Until the start up of the Cantarell nitrogen plant, enhanced oil recovery for large reservoirs had essentially been carried out by natural or associated gas reinjection, water injection or CO2 injection. However, Bechtel and Pemex have recently provided figures (see Table 2) which demonstrate, for the Cantarell case, that nitrogen is by far the least expensive solution for enhanced oil recovery. Consequently, other companies are currently developing similar projects.

In addition, the successful completion and operation of the Cantarell facility is an important step forward in the commercialisation of large ASU plant based technologies such as:

• IGCC (integrated gasification combined cycle) power plant technology, which is the cleanest of the clean coal and waste to energy technologies, having virtually no sulphur dioxides or nitrous oxides in the emissions. Such plants use between 1500 ton/d and 10000 ton/d of high pressure oxygen and three times as much nitrogen.

• GTL (gas to liquids), a method of converting inaccessible natural gas assets or associated gas from oil fields, which is normally flared, into saleable products. Such plants are currently being considered and could require up to 20 000 ton/d of oxygen and an integrated energy cycle.

The significance can best be demonstrated by considering the performance of some of the individual blocks in the Cantarell facility:

• The amount of air processed is equivalent to that used in a 14 000 ton/d O2 plant which would be used for a 2200 MW IGCC unit – 2.0 million Nm3/h (1.24 million scfm) of air at medium pressure.

• The amount of nitrogen supplied is equivalent to that required for full nitrogen integration by more than four FA technology gas turbines – 1.34 million Nm3/h (1200 million scfd). Nitrogen pressure at Cantarell is 120 bar but the first compressor body discharges at just over 21 bara which is ideal for gas turbine integration.

• The design and operation of ASUs of a commercial size applicable to IGCC and GTL has been demonstrated. The process column diameter of the ASU for IGCC service would be physically smaller than that of Cantarell.

• Large scale steam integration with the ASU is demonstrated. 800 t/h of HP/MP/LP steam is supplied to the condensing/extraction steam turbine drivers used to drive the nitrogen compressors and also to the process.

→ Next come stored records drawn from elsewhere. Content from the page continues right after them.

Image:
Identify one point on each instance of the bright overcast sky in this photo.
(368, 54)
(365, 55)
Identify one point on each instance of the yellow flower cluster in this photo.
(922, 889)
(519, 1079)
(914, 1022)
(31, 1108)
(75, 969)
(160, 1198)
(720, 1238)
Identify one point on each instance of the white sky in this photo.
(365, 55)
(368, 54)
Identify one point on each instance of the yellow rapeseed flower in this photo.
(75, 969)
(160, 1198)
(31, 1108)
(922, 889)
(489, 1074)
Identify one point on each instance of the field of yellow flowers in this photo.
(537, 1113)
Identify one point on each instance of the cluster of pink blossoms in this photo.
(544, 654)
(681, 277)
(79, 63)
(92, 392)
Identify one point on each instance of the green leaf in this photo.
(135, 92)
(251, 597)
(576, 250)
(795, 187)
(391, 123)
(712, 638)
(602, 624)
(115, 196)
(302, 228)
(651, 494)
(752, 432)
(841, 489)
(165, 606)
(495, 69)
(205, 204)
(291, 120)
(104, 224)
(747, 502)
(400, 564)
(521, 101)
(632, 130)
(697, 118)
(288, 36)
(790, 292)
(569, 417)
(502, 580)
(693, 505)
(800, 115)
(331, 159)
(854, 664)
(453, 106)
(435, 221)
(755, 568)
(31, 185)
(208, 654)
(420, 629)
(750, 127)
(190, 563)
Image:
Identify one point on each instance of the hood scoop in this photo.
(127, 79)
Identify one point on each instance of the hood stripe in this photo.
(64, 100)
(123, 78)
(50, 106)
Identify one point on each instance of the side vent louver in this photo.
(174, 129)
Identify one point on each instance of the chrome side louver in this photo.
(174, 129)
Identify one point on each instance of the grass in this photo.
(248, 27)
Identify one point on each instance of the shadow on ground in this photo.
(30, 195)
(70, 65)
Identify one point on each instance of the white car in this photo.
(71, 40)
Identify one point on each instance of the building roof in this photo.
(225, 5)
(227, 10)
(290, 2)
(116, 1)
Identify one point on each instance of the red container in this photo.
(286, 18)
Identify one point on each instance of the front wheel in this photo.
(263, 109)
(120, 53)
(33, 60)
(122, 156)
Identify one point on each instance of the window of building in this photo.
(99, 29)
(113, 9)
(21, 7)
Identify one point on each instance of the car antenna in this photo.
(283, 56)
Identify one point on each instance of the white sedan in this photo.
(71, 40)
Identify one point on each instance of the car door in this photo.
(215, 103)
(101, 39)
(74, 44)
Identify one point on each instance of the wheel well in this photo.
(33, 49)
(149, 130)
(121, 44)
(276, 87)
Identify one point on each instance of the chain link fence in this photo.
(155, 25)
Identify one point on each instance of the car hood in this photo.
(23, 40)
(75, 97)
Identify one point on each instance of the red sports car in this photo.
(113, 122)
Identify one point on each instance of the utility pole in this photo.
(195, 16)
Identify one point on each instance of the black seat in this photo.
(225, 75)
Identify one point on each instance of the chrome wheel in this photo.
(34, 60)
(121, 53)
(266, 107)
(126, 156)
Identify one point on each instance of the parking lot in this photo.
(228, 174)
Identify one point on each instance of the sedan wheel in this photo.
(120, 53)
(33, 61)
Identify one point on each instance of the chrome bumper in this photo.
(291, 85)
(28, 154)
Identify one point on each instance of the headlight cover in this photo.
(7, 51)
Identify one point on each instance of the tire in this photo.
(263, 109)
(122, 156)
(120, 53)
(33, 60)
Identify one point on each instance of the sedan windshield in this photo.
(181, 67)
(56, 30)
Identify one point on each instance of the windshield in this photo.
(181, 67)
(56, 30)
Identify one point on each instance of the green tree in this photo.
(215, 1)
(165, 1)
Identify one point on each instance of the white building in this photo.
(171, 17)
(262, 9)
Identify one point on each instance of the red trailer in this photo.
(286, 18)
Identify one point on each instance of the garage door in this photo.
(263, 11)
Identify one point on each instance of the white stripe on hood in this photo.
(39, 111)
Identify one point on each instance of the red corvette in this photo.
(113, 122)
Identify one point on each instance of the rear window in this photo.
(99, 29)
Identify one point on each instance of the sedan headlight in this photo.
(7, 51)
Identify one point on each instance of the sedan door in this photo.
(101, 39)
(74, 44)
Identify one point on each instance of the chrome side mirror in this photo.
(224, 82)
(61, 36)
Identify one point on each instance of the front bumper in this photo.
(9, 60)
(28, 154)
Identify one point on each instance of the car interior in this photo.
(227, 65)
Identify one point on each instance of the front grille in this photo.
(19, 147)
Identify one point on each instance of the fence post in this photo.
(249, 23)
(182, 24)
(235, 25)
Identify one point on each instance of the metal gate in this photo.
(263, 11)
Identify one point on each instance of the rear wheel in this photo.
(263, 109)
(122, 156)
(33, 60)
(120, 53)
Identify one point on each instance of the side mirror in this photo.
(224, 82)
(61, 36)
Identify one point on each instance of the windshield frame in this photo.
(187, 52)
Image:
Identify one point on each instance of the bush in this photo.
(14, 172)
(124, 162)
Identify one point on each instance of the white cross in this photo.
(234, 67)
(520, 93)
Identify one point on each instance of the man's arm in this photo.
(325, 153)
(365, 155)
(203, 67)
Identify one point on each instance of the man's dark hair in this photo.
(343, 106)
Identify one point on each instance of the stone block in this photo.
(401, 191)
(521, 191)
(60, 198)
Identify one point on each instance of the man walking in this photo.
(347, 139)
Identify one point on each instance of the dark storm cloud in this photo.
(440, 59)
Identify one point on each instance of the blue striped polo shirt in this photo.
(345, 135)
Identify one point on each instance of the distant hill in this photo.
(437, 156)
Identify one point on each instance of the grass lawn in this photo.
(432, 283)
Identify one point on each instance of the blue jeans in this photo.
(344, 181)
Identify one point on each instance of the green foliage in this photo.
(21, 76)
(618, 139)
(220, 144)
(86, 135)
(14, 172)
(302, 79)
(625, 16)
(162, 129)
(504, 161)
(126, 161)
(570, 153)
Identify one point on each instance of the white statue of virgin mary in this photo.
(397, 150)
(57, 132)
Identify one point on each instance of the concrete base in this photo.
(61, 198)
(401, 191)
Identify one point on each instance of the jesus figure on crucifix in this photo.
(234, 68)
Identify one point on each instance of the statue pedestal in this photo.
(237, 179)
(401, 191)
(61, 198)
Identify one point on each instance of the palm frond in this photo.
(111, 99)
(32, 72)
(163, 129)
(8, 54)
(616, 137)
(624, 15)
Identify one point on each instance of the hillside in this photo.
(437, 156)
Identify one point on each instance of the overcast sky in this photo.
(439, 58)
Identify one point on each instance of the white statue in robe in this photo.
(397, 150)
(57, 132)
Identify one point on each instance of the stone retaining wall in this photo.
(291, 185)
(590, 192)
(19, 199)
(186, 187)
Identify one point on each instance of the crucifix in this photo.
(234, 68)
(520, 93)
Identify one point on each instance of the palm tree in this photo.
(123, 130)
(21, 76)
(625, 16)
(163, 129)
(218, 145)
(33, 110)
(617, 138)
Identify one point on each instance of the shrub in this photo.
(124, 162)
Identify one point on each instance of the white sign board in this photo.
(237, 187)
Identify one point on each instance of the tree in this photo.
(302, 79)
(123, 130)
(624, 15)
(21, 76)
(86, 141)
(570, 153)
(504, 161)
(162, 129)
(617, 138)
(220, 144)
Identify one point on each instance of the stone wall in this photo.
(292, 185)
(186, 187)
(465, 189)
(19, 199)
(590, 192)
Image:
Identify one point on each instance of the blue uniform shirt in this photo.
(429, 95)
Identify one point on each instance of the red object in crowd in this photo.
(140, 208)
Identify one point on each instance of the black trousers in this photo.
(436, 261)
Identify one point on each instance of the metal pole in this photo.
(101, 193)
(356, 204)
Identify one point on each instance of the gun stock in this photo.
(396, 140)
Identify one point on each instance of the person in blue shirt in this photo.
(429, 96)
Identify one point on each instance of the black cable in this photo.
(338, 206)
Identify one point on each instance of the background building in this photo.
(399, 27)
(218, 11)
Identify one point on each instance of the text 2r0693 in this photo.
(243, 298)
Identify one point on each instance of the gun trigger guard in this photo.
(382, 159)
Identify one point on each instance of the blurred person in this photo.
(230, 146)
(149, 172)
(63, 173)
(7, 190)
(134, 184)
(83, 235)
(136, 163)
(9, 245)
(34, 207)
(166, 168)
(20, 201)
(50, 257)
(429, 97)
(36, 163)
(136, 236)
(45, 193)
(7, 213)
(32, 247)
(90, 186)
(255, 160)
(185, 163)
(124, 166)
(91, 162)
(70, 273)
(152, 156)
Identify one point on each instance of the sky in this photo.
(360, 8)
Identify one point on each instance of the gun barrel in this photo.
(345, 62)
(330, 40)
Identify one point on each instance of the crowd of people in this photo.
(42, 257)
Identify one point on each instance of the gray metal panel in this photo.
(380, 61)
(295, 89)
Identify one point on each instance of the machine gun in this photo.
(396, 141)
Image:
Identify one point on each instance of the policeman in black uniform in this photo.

• Steam integration with ASU main air compressors was demonstrated at the BOC Gresik plant (MPS, April 2000) where a condensing steam turbine is used to drive the main air compressor. The steam is provided by the gas turbine HRSGs and waste steam from the client upgraded on the BOC facility to turbine requirements.

• Finally, large scale combined seawater cooling and freshwater cooling of the ASU and power generation equipment associated with a large scale IGCC plant is also demonstrated by the Cantarell project.